»Weiter sodann, Udāyī, hab’ ich den Jüngern die Pfade gewiesen, auf deren Stegen meine Jünger die vier Machtgebiete erobern: da erobert, Udāyī, der Mönch das durch Innigkeit, Ausdauer und Sammlung des Willens gezeugte Machtgebiet; erobert das durch Innigkeit, Ausdauer und Sammlung der Kraft gezeugte Machtgebiet; erobert das durch Innigkeit, Ausdauer und Sammlung des Geistes gezeugte Machtgebiet; erobert das durch Innigkeit, Ausdauer und Sammlung des Prüfens gezeugte Machtgebiet. Da haben denn meine Jünger der Erkenntniss letzte Vollendung reichlich erreicht.
»Weiter sodann, Udāyī, hab’ ich den Jüngern die Pfade gewiesen, auf deren Stegen meine Jünger fünf der Fähigkeiten erwerben: da wird, Udāyī, der Mönch fähig der Zuversicht, die zur Ebbung führt, zur Erwachung führt; {326} fähig der Kraft, die zur Ebbung führt, zur Erwachung führt; fähig der Einsicht, die zur Ebbung führt, zur Erwachung führt; fähig der Innigkeit, die zur Ebbung führt, zur Erwachung führt; fähig der Weisheit, die zur Ebbung führt, zur Erwachung führt. Da haben denn meine Jünger der Erkenntniss letzte Vollendung reichlich erreicht.
»Weiter sodann, Udāyī, hab’ ich den Jüngern die Pfade gewiesen, auf deren Stegen meine Jünger fünf der Vermögen erwerben: da wird, Udāyī, der Mönch vermögend an Zuversicht, die zur Ebbung führt, zur Erwachung führt; vermögend an Kraft, die zur Ebbung führt, zur Erwachung führt; vermögend an Einsicht, die zur Ebbung führt, zur Erwachung führt; vermögend an Innigkeit, die zur Ebbung führt, zur Erwachung führt; vermögend an Weisheit, die zur Ebbung führt, zur Erwachung führt. Da haben denn meine Jünger der Erkenntniss letzte Vollendung reichlich erreicht.
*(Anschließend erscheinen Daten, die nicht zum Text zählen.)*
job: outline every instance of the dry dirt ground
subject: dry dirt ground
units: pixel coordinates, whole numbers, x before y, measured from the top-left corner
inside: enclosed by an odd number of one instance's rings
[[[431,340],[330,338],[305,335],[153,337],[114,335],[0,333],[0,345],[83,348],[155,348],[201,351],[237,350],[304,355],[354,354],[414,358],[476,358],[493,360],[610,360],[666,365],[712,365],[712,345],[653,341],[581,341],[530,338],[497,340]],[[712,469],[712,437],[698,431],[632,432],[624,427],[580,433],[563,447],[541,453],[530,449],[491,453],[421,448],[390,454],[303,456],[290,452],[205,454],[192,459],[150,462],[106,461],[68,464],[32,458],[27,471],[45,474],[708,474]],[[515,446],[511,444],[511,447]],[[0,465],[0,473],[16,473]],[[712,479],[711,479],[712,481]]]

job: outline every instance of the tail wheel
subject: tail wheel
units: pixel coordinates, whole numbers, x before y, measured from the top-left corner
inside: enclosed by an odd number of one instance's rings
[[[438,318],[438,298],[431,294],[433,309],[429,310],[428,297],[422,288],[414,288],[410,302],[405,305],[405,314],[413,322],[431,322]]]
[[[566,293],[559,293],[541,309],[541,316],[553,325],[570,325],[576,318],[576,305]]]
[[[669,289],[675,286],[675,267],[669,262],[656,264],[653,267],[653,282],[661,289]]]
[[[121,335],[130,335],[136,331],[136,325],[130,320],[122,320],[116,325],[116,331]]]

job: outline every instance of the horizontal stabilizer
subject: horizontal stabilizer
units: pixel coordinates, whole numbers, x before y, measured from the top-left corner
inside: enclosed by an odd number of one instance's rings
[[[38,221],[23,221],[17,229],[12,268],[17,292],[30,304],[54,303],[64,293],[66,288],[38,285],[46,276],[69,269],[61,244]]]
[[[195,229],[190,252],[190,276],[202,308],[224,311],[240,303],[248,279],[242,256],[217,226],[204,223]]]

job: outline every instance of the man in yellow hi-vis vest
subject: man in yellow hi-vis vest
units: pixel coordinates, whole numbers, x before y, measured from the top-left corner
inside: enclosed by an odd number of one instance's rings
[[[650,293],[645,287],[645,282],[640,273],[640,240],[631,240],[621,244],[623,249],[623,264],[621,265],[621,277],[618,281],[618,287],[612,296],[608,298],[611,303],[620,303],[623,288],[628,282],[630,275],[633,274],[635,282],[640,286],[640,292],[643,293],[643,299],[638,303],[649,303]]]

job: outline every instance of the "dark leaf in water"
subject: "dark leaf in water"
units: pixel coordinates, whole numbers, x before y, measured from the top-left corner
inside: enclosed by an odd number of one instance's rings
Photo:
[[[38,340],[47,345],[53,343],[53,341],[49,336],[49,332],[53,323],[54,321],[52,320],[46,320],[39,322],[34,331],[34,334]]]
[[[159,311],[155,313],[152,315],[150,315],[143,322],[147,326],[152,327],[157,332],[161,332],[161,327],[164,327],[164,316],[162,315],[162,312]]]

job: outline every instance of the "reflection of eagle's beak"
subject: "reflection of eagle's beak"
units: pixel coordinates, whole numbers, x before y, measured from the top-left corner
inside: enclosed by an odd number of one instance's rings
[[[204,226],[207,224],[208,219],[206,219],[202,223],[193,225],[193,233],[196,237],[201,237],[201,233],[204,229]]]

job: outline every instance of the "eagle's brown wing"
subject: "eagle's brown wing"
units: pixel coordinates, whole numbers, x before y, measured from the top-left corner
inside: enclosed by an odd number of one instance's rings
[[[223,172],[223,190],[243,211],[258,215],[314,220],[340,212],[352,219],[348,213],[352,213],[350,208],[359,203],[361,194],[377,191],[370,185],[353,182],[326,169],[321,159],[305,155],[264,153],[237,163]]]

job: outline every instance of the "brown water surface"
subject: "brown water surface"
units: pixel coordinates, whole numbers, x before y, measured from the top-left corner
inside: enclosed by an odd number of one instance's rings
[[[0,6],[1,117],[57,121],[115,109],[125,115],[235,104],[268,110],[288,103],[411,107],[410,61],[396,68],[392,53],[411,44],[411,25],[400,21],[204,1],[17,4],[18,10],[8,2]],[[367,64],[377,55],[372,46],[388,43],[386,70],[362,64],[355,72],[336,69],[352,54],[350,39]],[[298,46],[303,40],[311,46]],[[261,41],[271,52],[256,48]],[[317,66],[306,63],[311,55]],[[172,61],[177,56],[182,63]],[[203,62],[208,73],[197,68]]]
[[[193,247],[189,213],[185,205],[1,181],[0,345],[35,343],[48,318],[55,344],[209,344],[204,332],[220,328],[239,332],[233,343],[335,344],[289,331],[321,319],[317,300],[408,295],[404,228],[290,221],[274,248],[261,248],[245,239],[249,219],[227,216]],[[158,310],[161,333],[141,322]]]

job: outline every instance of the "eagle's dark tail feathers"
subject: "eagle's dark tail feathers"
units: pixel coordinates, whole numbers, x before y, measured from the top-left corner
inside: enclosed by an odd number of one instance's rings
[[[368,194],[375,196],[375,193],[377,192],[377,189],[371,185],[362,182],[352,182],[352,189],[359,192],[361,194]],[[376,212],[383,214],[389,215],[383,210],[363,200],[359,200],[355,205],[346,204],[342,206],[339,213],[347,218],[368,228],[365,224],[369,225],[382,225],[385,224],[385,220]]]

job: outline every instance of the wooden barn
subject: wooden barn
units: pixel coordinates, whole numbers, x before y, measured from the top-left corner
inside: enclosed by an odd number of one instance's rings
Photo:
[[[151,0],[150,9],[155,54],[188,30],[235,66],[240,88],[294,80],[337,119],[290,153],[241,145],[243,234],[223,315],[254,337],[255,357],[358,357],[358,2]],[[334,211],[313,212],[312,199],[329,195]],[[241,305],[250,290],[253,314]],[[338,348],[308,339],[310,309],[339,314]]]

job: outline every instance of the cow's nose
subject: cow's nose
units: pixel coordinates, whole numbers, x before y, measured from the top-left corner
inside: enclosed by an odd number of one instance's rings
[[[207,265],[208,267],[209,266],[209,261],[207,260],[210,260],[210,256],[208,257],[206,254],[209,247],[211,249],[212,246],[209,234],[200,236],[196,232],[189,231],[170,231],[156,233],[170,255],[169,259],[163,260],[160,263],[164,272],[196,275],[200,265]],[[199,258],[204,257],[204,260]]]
»Weiter sodann, Udāyī, hab’ ich den Jüngern die Pfade gewiesen, auf deren Stegen meine Jünger die sieben Erweckungen wirken: da wirkt, Udāyī, der Mönch der Einsicht Erweckung, die abgeschieden gezeugte, abgelöst gezeugte, ausgerodet gezeugte, die in Endsal übergeht; wirkt des Tiefsinns Erweckung, die abgeschieden gezeugte, abgelöst gezeugte, ausgerodet gezeugte, die in Endsal übergeht; wirkt der Kraft Erweckung, die abgeschieden gezeugte, abgelöst gezeugte, ausgerodet gezeugte, die in Endsal übergeht; wirkt der Heiterkeit Erweckung, die abgeschieden gezeugte, abgelöst gezeugte, ausgerodet gezeugte, die in Endsal übergeht; wirkt der Lindheit Erweckung, die abgeschieden gezeugte, abgelöst gezeugte, ausgerodet gezeugte, die in Endsal übergeht; wirkt der Innigkeit Erweckung, die abgeschieden gezeugte, abgelöst gezeugte, ausgerodet gezeugte, die in Endsal übergeht; wirkt des Gleichmuths Erweckung, die abgeschieden gezeugte, abgelöst gezeugte, ausgerodet gezeugte, die in Endsal übergeht. Da haben denn meine Jünger der Erkenntniss letzte Vollendung reichlich erreicht.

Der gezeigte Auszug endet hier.